August 24th, 2016, 3:35 pm
For just about any n-dimensional continuous-time Markov process [$]\{X_t\}[$], you can define a local Levy measure [$]\nu_x(dy)[$] that characterizes the jump possibilities from [$]X_{t-} = x[$] to [$]X_t = x + y[$]. Note that [$](x,y)[$] are both [$]n[$]-vectors, I am assuming a time-homogeneous process (which includes all of your examples), and my notation may be somewhat idiosyncratic (but I think it will be clear by the end of the post).
Since the 2-dimensional Heston model no jumps, its local Levy measure is zero.
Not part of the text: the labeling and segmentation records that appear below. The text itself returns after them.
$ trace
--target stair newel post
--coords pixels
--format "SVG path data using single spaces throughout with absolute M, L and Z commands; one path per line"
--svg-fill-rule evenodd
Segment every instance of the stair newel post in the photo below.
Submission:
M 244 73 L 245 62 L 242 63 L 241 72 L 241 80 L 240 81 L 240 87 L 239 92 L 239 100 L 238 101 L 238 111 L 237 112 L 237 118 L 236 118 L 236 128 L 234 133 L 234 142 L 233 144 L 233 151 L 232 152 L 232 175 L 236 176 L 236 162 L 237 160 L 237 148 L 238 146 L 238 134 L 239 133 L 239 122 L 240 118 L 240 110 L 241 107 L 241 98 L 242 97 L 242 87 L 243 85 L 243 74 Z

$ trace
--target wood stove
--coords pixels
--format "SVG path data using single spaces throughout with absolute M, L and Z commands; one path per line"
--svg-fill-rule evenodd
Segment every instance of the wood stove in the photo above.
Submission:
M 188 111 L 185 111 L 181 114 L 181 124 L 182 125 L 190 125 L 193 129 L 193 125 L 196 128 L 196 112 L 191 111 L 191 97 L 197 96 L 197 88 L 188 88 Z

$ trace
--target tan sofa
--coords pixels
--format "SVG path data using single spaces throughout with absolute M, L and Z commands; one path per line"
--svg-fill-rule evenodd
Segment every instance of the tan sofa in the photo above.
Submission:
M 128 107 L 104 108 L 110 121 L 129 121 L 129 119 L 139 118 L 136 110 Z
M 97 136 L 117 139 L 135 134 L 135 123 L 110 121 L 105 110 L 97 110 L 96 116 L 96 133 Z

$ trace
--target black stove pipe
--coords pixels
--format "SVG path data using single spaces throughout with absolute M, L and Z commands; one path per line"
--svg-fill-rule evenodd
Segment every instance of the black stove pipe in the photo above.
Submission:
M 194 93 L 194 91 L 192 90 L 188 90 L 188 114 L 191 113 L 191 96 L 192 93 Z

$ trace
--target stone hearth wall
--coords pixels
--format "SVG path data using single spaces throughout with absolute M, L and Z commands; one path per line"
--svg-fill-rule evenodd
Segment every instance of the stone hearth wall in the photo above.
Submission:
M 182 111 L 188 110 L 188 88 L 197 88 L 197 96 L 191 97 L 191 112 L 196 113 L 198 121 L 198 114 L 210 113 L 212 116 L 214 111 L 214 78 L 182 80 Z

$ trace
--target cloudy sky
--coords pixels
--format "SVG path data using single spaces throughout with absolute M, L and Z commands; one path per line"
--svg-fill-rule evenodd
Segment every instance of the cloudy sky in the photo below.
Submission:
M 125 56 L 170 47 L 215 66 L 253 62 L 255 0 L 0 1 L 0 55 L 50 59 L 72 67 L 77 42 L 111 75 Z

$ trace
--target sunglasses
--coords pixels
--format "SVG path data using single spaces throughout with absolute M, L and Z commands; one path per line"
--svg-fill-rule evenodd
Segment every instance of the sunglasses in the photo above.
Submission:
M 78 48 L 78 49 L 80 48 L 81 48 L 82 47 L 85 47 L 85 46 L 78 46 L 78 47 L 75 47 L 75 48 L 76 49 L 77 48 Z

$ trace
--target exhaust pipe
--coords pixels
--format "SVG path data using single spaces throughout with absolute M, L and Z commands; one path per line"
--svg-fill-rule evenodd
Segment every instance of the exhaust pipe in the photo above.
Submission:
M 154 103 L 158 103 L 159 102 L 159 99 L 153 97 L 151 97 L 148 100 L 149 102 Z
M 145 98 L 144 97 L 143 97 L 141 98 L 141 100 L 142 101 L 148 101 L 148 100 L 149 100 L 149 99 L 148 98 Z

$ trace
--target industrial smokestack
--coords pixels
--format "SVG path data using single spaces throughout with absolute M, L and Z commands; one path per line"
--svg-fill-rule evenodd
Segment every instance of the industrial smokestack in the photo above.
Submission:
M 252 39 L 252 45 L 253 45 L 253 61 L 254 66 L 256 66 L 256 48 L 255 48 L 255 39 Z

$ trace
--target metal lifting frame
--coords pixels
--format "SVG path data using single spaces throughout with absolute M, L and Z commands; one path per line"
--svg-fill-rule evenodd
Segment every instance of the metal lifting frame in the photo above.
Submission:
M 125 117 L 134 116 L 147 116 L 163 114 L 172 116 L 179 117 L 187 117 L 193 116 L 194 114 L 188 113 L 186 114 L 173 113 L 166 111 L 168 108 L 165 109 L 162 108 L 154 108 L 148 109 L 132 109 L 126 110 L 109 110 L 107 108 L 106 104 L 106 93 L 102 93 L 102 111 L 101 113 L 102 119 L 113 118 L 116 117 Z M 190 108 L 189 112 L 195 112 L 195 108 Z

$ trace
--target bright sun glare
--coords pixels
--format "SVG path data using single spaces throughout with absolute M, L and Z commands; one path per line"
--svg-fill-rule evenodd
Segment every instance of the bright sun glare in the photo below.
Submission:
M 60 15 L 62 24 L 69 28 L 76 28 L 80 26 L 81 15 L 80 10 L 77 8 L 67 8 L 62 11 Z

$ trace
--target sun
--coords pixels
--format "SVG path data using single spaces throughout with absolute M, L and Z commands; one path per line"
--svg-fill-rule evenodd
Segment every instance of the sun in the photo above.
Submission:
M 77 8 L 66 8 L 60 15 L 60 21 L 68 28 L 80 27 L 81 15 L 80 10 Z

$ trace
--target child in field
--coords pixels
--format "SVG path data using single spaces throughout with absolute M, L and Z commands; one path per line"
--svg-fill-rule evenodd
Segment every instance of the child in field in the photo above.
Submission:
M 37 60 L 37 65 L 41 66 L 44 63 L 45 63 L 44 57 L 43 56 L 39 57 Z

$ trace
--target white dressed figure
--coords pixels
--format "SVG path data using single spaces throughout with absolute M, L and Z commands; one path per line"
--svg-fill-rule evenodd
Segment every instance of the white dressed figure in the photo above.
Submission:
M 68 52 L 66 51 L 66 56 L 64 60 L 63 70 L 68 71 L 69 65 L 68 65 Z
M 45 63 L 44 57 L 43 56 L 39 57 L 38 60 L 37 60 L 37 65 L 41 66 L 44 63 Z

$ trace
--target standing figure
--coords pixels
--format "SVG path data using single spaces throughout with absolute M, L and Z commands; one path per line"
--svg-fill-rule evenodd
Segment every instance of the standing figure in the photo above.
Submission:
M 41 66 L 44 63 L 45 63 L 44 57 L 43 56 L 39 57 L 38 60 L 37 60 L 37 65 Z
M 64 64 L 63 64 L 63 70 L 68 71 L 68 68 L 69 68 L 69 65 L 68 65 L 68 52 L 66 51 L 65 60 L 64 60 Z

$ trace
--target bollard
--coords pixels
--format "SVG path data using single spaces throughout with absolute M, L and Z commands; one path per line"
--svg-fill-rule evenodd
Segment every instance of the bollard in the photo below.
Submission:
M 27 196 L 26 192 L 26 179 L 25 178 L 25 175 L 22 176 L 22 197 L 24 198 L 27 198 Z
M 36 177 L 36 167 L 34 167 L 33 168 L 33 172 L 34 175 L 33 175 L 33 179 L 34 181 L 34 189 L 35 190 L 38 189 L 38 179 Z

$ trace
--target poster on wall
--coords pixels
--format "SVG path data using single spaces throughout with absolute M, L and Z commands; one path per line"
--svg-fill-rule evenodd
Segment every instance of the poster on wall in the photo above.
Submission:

For the Bates ('96) model, the 2-dimensional process can jump in only one coordinate direction [$]x_1[$], where [$]x_1[$] is either the stock price or the log-stock price, whatever you like. So, I would say [$]\nu_{x_1,x_2}(dy_1,dy_2) = \nu_{x_1}(dy_1) \delta(dy_2)[$], where the dependence on [$](x_1,y_1)[$] is the same as the Merton jump-diffusion model and [$]\delta[$] is the Dirac measure. For example, with log-stock price as the first coordinate, [$]\nu_{x_1,x_2}(dy_1,dy_2) = \lambda \frac{e^{-(y_1-\mu_J)^2/2 \sigma_J^2}}{\sqrt{2 \pi \sigma_J^2}} dy_1 \delta(dy_2)[$], where [$]\lambda[$] is the Poisson intensity for the jumps.
Why? Because, basically, for the Bates model, you want the generator for the jump part to come out as follows:
[$]\mathcal{A} f(t,x,v) = \int \int [f(t,x + \xi_1, v + \xi_2] - f(t,x,v)] \nu_{x,v}(d \xi_1, d \xi_2) = \lambda \int [f(t,x + \xi_1,v] - f(t,x,v)] p_J(\xi_1) d \xi_1[$].
Now all the coordinates are scalars and [$]p_J(\xi_1) = \frac{e^{-(\xi_1-\mu_J)^2/2 \sigma_J^2}}{\sqrt{2 \pi \sigma_J^2}}[$] is exactly the same normal density for the jump sizes as in Merton's jump-diffusion.
There is a general discussion of generators with local Levy measures on pgs 38-39 of "Option Valuation under Stochastic Volatility II", and an example of a 2d jump-diffusion that can only jump in one direction on pg. 84. If there is any interest, I could post pgs 38-39 as an excerpt.